The cause for this condition is that either the root certificate is missing in your Apache configuration, or else the certifciate signature chain is broken. In our experience, this can easily happen in a University setting.
You can use online tools to help diagnose SSL installation issues. See https://www.digicert.com/help/ or https://www.sslshopper.com/ssl-checker.html. Then, if necessary you will have to update your Apache configuration file (such as /etc/apache2/sites-enabled/default-ssl). Depending on your problem, you might need to:
- Add the root certificate by setting the SSLCACertificateFile variable (see http://httpd.apache.org/docs/2.2/mod/mod_ssl.html#sslcacertificatefile).
- Specify the certificate signature chain file with SSLCertificateChainFile (see http://httpd.apache.org/docs/2.2/mod/mod_ssl.html#sslcertificatechainfile). If your certificate vendor did not provide you with a single chain file, you might have to concatenate all the intermediate certificates into one file.
13.5. Caching¶
If you frequently update your OpenDSA’s files, you might want to configure Apache to cache your files for a shorter period of time. In our case we configured Apache to cache js and css files for an hour.
The Apache documentation recommends to make configuration changes inside httpd main server config file rather that using .htaccess files (see http://httpd.apache.org/docs/2.4/howto/htaccess.html). Below is our caching settings:
ExpiresActive On
ExpiresByType image/png "now plus 1 month"
ExpiresByType image/jpeg "now plus 1 month"
ExpiresByType image/gif "now plus 1 month"
ExpiresByType application/javascript "now plus 1 hour"
ExpiresByType application/x-javascript "now plus 1 hour"
ExpiresByType text/javascript "now plus 1 hour"
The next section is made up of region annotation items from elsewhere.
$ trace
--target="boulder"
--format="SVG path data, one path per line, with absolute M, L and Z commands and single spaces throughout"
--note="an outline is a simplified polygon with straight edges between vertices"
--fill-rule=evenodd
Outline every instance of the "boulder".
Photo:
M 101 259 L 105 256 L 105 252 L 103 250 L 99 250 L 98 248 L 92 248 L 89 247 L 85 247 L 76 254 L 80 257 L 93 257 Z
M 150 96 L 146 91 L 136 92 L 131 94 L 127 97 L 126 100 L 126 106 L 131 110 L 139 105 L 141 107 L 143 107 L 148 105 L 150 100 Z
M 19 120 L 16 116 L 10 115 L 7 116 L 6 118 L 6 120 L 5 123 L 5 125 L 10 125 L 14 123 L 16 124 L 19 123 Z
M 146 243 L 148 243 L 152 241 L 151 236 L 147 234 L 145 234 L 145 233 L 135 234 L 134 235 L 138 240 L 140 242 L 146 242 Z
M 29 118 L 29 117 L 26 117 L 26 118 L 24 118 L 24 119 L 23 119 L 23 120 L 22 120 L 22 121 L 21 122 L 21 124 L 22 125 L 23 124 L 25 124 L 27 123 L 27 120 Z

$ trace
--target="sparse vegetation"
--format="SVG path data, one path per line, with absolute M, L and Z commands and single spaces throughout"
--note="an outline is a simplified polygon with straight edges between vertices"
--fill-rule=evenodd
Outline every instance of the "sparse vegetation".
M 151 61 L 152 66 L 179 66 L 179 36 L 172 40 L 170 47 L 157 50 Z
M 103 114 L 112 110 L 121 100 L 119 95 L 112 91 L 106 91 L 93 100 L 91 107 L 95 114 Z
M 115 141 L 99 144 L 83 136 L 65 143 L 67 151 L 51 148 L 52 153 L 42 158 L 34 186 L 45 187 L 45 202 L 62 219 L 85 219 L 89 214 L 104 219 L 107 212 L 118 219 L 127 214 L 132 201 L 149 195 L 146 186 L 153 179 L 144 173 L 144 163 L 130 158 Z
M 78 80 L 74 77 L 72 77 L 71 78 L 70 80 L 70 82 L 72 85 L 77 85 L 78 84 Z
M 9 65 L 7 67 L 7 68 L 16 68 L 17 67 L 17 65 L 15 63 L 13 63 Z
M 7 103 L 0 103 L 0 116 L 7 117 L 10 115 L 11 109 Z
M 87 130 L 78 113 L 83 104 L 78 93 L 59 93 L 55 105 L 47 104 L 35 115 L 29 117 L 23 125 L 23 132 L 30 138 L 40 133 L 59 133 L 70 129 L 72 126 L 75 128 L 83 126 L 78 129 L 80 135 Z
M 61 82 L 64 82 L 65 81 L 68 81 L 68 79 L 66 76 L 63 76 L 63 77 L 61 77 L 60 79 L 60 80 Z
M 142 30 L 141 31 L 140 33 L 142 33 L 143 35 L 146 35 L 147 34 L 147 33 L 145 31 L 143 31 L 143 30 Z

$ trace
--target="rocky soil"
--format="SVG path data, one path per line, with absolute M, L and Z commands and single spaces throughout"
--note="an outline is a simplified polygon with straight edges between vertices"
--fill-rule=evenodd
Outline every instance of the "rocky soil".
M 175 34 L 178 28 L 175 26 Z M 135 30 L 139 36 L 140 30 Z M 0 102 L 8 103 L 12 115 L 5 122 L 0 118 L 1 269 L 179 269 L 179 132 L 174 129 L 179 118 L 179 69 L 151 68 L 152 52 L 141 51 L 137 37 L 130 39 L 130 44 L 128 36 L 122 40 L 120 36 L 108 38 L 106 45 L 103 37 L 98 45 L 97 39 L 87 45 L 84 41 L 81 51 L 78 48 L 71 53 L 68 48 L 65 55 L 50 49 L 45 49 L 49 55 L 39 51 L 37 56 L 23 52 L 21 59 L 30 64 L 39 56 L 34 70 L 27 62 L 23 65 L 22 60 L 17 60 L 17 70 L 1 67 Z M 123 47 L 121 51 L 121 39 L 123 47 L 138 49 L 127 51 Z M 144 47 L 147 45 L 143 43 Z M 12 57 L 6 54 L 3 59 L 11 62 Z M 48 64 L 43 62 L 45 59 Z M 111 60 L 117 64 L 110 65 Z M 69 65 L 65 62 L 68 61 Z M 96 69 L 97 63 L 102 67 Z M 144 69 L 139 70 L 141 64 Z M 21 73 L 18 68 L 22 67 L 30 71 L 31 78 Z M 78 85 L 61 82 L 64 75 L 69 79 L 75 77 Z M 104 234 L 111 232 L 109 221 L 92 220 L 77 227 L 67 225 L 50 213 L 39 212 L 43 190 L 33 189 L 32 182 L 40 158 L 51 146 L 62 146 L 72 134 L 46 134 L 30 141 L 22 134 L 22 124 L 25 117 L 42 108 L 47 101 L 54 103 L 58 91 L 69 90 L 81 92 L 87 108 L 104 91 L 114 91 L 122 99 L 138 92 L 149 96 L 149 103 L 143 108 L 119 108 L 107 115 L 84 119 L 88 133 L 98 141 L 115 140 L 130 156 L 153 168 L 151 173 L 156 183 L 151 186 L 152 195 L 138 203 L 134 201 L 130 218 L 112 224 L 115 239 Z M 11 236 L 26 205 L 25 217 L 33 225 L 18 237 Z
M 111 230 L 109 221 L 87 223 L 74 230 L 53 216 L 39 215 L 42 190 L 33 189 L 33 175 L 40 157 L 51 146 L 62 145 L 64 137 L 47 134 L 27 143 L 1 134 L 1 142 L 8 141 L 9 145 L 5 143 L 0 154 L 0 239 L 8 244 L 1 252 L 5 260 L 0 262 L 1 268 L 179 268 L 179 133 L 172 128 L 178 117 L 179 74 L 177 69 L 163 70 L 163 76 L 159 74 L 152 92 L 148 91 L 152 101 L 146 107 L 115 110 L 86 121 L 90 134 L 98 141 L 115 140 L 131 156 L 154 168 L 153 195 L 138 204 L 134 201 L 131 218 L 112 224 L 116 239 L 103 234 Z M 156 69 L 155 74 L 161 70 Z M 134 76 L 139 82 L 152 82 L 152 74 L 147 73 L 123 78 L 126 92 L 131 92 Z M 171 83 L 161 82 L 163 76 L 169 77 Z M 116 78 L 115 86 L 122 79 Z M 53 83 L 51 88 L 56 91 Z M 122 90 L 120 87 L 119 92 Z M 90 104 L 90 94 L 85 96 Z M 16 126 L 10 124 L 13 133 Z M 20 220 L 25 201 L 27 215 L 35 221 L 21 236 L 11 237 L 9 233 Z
ExpiresByType text/css "now plus 1 hour"
13.6. Notes¶
Due to cross-domain communication issues, the files communicating with the Django server must be hosted on a server and that server must be listed in the XS_SHARING_ALLOWED_ORIGINS variable in the settings.py file. For OpenDSA development, we host our files on http://algoviz-beta.cc.vt.edu.
To enable OpenDSA to communicate with the Django server, you must include the IP of your server in your book instance configuration file.